AKP Ekonomi İşlerinden Sorumlu Genel Başkan Yardımcısı ve Ankara Milletvekili Bülent Gedikli, işsizliğin krizde artışında işvereni sorumlu tuttu. Gedikli, "Özel sektörün son başvurması gereken yol olan işten çıkarma, krize karşı verilen ilk tepki oldu. Özel sektör krizi bahane ederek işçi çıkardı. Bu bir fırsatçılıktır. Özel sektör sırf kıdem tazminatından dolayı işçi çıkarıyor" iddiasında bulundu.

cumhuriyet.com.tr

AKP Ekonomi İşlerinden Sorumlu Genel Başkan Yardımcısı ve Ankara Milletvekili Bülent Gedikli, işsizlik sorununda son dönemde yaşanan ekonomik gelişmelere karşı işverenin davranış şekline dikkat etmek gerektiğini ifade etti.

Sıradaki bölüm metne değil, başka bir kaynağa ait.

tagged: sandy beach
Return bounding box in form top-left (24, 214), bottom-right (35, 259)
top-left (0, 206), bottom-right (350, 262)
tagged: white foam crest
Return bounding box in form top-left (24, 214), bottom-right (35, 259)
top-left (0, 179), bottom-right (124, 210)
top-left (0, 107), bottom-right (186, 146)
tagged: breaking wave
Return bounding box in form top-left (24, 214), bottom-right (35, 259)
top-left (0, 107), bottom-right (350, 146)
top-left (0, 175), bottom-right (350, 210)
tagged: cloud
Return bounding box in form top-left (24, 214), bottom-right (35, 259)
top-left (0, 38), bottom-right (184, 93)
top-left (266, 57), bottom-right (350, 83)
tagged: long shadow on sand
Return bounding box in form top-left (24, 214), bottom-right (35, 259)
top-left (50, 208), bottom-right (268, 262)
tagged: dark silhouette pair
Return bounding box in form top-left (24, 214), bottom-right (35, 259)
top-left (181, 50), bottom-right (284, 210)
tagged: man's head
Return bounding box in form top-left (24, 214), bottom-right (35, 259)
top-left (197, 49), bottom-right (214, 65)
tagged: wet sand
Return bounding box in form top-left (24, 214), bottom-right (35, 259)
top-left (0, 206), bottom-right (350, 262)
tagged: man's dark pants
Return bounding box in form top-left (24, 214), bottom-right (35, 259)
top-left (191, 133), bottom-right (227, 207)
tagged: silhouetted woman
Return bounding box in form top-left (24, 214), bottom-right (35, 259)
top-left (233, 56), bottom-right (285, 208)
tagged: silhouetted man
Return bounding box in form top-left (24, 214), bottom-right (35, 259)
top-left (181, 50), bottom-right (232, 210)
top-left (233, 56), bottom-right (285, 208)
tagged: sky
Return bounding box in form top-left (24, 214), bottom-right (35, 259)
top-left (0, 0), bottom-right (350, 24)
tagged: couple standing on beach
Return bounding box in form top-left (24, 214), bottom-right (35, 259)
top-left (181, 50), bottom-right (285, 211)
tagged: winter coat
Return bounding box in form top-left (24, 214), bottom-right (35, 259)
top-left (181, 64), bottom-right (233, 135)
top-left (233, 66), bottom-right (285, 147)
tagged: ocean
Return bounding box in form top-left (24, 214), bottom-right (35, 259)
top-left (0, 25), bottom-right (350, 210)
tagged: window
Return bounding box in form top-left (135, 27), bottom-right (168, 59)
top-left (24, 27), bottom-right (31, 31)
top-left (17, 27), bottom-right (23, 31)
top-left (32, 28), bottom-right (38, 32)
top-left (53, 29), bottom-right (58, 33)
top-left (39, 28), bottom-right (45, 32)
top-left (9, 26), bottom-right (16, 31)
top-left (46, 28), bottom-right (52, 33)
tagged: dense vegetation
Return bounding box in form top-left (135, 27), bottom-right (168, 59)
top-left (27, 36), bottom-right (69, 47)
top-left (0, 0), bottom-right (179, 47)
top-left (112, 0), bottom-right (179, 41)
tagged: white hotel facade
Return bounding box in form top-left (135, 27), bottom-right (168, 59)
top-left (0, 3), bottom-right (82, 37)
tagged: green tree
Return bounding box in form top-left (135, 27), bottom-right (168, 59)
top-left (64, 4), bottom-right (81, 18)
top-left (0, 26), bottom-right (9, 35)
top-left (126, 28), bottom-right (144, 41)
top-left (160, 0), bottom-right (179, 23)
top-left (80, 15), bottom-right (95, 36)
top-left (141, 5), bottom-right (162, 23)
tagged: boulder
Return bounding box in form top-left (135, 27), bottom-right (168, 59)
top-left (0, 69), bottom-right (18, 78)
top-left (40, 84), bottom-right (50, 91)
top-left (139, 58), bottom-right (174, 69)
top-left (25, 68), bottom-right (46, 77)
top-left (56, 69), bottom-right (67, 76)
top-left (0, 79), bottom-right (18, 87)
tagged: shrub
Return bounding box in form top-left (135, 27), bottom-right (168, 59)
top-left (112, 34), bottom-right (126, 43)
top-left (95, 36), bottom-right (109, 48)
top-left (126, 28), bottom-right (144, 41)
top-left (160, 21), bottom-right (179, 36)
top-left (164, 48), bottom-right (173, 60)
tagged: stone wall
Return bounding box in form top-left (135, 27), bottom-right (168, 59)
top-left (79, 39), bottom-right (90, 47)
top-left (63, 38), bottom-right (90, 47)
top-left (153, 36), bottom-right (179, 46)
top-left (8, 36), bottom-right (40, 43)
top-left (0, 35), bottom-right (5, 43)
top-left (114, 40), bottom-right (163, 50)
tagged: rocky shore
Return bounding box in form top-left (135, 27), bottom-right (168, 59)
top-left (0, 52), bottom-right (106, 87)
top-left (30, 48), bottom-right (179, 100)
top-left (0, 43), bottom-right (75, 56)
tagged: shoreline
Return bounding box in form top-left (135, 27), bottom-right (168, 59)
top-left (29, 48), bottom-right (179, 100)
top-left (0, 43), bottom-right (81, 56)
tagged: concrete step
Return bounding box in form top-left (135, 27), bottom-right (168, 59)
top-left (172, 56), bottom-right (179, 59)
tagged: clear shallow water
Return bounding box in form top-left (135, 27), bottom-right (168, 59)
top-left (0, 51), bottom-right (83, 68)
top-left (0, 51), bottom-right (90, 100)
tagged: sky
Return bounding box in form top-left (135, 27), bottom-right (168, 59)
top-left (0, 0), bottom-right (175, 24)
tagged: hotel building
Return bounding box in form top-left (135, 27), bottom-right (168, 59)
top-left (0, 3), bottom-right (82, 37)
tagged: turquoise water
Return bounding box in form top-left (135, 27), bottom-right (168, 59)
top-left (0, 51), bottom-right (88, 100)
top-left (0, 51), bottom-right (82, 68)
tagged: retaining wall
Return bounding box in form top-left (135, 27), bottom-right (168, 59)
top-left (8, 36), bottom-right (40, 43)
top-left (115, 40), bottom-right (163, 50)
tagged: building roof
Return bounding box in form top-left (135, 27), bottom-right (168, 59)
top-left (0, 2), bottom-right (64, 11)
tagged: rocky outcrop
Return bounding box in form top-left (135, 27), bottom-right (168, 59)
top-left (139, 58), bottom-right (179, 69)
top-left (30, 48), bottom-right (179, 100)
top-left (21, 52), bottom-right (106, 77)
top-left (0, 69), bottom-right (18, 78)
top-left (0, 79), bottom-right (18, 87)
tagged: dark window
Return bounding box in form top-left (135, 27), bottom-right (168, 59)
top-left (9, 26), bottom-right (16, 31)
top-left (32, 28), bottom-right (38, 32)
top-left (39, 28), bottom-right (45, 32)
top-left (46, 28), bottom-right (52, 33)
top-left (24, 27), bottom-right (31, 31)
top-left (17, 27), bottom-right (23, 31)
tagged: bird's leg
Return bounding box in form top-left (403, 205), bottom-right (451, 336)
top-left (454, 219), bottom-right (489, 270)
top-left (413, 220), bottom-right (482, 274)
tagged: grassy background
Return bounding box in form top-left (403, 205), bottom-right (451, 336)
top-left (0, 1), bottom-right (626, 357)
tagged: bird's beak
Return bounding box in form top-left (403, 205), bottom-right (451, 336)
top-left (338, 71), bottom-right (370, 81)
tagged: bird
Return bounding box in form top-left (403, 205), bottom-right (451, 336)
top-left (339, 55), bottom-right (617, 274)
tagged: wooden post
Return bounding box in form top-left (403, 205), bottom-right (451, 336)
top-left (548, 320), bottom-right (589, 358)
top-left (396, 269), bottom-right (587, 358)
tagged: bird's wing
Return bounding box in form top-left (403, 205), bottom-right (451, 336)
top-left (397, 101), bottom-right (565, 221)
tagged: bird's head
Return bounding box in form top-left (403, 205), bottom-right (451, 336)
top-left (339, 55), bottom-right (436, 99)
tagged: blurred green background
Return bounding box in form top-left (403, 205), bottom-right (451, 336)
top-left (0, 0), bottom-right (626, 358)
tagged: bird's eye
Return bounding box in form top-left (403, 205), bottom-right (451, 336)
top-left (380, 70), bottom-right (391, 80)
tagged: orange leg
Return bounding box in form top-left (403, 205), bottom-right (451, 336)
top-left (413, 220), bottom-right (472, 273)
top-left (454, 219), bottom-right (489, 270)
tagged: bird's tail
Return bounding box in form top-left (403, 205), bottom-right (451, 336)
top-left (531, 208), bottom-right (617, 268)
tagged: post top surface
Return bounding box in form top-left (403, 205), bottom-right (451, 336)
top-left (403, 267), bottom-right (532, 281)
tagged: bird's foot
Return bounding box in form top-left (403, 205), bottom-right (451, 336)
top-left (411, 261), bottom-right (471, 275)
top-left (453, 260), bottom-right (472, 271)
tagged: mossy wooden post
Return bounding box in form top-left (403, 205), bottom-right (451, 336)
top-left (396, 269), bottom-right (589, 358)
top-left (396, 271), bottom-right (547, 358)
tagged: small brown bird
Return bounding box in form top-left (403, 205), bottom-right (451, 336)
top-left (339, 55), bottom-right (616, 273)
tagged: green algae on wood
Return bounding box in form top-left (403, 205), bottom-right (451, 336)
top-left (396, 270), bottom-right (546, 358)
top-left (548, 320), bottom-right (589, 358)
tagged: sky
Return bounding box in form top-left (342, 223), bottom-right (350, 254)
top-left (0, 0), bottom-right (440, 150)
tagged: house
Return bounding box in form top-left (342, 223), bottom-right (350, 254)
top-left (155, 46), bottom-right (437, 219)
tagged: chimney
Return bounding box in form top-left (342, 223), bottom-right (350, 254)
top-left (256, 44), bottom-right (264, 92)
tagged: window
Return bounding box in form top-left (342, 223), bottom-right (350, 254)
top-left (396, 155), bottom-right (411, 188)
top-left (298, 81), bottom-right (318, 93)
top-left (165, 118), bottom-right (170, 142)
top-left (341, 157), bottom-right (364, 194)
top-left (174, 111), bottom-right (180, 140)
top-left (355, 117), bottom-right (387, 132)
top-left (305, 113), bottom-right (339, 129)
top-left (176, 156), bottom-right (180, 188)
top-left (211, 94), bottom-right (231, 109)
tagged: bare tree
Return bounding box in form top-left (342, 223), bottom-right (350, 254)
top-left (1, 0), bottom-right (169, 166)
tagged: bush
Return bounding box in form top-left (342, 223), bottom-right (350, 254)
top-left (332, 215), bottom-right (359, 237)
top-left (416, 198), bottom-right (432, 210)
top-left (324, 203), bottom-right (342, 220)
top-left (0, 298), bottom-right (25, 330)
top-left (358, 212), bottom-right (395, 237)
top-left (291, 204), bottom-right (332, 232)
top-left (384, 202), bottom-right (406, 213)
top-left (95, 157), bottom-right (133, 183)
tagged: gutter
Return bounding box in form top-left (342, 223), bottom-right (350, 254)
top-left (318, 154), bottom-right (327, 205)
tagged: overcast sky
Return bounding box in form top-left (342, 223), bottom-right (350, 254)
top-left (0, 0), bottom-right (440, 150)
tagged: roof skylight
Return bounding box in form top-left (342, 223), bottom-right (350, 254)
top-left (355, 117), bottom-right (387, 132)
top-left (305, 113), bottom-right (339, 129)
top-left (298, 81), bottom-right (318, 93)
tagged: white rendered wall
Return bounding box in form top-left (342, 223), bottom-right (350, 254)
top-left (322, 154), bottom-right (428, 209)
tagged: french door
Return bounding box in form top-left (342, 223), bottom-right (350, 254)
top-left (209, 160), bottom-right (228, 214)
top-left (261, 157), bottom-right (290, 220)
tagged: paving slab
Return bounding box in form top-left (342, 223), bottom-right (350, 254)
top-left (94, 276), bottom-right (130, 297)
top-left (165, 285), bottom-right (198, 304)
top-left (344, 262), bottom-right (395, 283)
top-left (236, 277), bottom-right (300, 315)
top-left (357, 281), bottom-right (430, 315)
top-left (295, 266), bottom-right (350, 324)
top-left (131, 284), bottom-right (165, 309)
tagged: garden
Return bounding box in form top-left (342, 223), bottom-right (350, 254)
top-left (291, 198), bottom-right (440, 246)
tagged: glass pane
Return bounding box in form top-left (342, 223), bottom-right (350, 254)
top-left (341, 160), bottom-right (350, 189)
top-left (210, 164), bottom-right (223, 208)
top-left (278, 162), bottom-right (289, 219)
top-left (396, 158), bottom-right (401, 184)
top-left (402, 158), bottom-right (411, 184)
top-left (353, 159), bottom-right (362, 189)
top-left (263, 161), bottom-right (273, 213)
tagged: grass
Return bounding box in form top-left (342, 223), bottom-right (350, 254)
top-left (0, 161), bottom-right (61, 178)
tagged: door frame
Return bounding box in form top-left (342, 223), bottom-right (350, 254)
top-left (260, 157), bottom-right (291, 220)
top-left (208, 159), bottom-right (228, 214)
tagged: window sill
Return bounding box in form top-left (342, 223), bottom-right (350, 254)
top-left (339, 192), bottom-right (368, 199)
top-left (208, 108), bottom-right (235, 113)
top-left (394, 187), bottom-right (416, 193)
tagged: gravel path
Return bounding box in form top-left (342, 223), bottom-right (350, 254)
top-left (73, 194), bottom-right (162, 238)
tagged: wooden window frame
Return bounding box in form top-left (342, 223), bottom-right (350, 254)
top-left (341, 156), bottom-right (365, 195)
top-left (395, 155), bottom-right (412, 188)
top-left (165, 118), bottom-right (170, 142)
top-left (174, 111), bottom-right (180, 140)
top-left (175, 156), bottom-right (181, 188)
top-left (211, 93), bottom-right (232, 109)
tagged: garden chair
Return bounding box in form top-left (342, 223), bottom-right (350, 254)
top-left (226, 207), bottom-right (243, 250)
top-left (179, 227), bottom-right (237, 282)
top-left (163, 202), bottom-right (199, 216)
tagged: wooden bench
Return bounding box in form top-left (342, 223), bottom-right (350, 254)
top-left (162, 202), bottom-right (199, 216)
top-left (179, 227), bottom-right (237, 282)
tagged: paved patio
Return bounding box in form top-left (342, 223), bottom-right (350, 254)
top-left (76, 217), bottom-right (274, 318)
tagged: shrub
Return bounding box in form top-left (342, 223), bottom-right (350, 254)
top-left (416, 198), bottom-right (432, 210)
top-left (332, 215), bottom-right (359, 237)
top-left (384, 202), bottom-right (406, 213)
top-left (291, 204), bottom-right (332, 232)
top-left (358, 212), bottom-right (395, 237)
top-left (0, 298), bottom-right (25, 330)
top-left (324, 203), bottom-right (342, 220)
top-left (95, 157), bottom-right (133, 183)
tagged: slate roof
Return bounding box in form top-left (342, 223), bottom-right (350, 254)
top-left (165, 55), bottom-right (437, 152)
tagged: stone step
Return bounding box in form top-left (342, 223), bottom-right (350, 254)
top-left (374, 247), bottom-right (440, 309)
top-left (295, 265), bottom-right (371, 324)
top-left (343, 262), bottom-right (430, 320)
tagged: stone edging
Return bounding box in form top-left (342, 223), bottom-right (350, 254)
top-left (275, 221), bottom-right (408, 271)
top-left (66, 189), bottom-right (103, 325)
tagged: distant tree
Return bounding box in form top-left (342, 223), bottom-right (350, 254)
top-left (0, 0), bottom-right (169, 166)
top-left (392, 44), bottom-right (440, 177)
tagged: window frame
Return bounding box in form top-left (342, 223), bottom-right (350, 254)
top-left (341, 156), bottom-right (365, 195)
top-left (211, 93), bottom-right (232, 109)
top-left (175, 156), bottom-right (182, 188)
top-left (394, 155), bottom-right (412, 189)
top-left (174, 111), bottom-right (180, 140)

Gedikli, "İlk verilen tepki işçi çıkarmak oluyor. Böyle bir eğilim var bizim özel sektörde. Halbuki başka tedbirler alırsınız. O tedbirleri aldıktan sonra belki en son başvuracağınız çare olması gerekirken, ilk başvurulan çare oluyor ve bunu da çok kolay yapıyorlar" dedi.


Kıdem tazminatı için çıkarıp, krizi bahane ediyorlar

Özel sektörün krizi fırsat bilip işçi çıkarma yoluna da gittiğini belirten Gedikli, "Ne yazık ki özel sektör krizi bahane ederek işçi çıkardı. Bunun bir fırsatçılık olduğunu başka şeylere bakarak anlayabilirsiniz. Mesela biz biliyoruz ki, özel sektör sırf kıdem tazminatından dolayı işçi çıkarıyor, bunu önceden de yapıyorlardı" diye konuştu.

Haziran ayından itibaren süresi dolacak olan vergi teşviklerinde uzatım talepleri olduğunun anımsatılması üzerine Gedikli, bu konuyu hükümetin karara bağlayacak olmasına karşın, uzatıma sıcak bakmadığını ifade etti. Gedikli, şöyle konuştu:

"Benim görüşüm şu; bu tür teşvik tedbirlerini sırayla uygulamak lazım. Aksi taktirde o zaman teşvik, teşvik olmaktan çıkıyor. Vergi indirimleri bütçeye büyük yük getireceğini, bütçenin de önümüzdeki yıllarda sıkıntı yaşayacağını düşünürsek, bu tedbirleri almakta daha dikkatli olmak gerekir. Çünkü bugün vazgeçtiğiniz vergiyi yarın daha fazlasıyla geri almak durumunda kalabilirsiniz. Dolayısıyla bu tedbirleri belli bir süreyle uygulamak daha doğru bir yaklaşım gibi geliyor. Bunun değerlendirmesini hükümet yapar. 3 aylık süre içinde alınan tedbirler ne getirdi. Bir üç ay daha uygulanması ne getirir hükümet daha iyi değerlendirir."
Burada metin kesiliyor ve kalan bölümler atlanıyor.